Mary was elected a Fellow of the American Academy of Arts and Sciences (1964). She received honorary Doctor of Science degrees from Mount Holyoke College (1962) and from Southeastern Massachusetts University (now UMass Dartmouth) (1974). Radcliffe College honored Sears with its Alumnae Recognition Award (1992), given to “women whose lives and spirits exemplify the value of a liberal arts education.” WHOI’s Women’s Committee honored Sears at its first “Woman Pioneers in Oceanography” seminar (1994). Falmouth Business and Professional Women’s Organization presented its “Woman of the Year” award to Mary for her many professional and community contributions (1996).

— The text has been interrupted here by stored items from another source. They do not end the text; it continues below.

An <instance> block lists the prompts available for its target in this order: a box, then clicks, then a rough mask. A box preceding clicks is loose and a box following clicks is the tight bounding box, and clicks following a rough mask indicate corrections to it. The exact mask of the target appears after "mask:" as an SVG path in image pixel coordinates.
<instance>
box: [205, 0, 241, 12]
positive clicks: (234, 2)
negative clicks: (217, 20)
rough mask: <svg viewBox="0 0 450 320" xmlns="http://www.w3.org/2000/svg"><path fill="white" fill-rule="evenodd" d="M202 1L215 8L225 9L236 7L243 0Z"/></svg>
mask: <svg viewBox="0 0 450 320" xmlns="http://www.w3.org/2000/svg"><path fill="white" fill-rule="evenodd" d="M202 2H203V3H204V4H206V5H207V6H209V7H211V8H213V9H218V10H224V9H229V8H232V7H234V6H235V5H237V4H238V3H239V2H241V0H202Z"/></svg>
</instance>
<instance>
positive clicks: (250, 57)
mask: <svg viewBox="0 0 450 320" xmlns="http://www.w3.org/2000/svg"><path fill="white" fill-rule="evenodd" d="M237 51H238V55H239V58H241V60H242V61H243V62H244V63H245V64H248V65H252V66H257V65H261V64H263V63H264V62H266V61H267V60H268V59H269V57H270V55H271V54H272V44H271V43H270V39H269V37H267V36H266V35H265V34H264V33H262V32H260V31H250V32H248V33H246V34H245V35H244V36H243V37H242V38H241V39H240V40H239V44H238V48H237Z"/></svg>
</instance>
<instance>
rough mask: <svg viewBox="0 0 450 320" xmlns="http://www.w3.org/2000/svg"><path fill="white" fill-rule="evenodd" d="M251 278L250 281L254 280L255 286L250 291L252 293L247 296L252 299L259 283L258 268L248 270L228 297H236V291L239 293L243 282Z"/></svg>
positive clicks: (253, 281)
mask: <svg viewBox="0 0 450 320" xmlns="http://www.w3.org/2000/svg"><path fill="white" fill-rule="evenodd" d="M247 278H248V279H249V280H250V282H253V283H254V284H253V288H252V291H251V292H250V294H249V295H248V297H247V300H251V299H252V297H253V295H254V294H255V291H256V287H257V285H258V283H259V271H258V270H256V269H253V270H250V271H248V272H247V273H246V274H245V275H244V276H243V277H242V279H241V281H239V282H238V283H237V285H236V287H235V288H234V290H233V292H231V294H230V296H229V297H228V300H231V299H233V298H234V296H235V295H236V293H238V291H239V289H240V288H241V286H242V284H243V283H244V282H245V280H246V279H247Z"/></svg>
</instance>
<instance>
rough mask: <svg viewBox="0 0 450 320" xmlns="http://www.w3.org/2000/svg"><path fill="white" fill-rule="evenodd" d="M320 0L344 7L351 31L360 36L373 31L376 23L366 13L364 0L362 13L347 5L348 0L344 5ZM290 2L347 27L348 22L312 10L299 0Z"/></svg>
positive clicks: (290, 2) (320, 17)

– 300-foot research vessel named in her honor became the first research vessel in the Navy named for a woman and the first ship named for a Wayland resident. It was launched in 2000. The Oceanographic Survey Ship USNS Mary Sears is one of seven research vessels in operation today. The ship has sonar, underwater metal detection and satellite imagery capabilities. The U.S. Navy says they still use the knowledge that Mary’s intelligence reports gave. “She made us understand how the ocean environment affects sonar.”

Mary was small, quiet and determined. She lived simply. rising at 5 a. m. to answer letters and study languages and from May to November swimming for half an hour after sunrise at Nobska Beach. She counseled young women scientists whom she would advise: to do a job, stand firm and simply refuse to be pushed aside.